Yaklaşık 20 seneden beri hayvancılıkta sorun yaşanıyor. Adeta üç beş senede bir kısır döngü yaşanıyor. Et fiyatları yükseliyor, ithalata başvuruluyor. Diğer bir deyişle et fiyatları yükselirken üretici tam para kazanacak oluyor, ithalat başlıyor.

2020 yılında et ithalatı olmayacağı ifade edilmişti. 2017, 2018 ve 2019 yıllarında yurda gelen 2 milyon dana 2020 yılında tükendi. Yem ve süt fiyatları arasındaki fark ve sütçü işletmelerde oluşan zararlar nedeniyle inek kesimleri de bir miktar et piyasasını destekledi, et fiyatları yerde süründü. Türkiye’nin iklim özellikleri besi sığırcılığına çok elverişli değildir. Ancak ekolojik koşullar et üretiminde koyun yetiştiriciliğine izin vermektedir. Bununla birlikte azalan koyun varlığı, et arzında çok düşük oranlarda, % 7’lerde kalmaktadır. Doğu Anadolu yaylaları besi sığırcılığına uygun olmakla birlikte, potansiyeli yeterli değildir.

Sürdürülebilirlik merkezli koruyucu uygulamalar devreye sokulmadan ithalat yoluna gidilmesi doğru değildir. Yıllardır uygulanan ithalat politikaları ne yazık ki üreticinin kazanacağı, bu işe gönül vereceği zamanlarda belini bükmüştür.

Son zamanlarda orta ve büyük ölçekli işletmelerde hayvan sayısı azalmaktadır. Halen yükselen yem fiyatları, besiciliği olumsuz etkilemektedir. İthal edilen hayvanlarda dahi maliyetler kesim fiyatlarına yaklaşmaktadır.

Enflasyonu düşürme odaklı olarak gerçekleştirilen tarım ürünleri ithalatı, üretimi düşürmekten öteye gitmemektedir. Üreticiyi koruyan tedbirler alınmadığı sürece, et ve süt üretimi başta olmak üzere tüm gıda ürünlerinde üretimin düşmesi kaçınılmazdır.

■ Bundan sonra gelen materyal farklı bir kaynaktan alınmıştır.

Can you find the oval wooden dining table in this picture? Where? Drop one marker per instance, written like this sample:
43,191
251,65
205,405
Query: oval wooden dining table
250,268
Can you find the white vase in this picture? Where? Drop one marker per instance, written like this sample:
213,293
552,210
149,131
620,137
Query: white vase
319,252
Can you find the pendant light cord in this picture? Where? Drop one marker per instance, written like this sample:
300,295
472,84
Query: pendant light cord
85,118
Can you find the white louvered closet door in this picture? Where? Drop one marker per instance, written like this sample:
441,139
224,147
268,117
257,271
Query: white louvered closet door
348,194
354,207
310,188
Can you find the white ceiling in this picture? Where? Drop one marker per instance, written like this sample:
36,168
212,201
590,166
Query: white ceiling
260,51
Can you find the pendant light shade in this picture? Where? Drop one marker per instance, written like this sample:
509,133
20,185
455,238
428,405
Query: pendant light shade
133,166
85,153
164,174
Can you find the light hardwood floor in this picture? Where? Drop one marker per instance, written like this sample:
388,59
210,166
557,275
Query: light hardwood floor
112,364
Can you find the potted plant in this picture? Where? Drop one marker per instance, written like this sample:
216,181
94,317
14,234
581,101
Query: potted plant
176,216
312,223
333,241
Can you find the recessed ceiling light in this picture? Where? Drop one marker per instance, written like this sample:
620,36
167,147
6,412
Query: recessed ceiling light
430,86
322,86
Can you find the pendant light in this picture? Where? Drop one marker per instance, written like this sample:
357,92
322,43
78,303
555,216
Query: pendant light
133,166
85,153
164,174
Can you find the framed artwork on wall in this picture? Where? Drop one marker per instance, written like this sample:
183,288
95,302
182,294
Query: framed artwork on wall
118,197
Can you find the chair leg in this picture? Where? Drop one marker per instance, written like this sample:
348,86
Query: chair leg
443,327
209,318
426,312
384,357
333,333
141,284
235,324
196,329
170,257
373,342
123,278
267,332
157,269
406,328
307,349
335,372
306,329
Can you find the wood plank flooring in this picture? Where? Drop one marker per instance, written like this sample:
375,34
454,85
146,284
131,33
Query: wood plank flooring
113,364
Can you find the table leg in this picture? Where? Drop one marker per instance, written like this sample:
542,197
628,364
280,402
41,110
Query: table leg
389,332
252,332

Türk tarımı küçük aile işletmelerinden oluşmaktadır. Birim gıda üretimi, AB ve Amerika ülkelerinden daha yüksektir. İthalatta gümrük vergisi ve fonların kaldırılması, hemen bütün tarım ürünlerinde Türk çiftçisini dünya ile orantısız rekabete sokmaktadır. Sonuçta geçim sorunları büyümekte ve üretici üretimden uzaklaşmaktadır.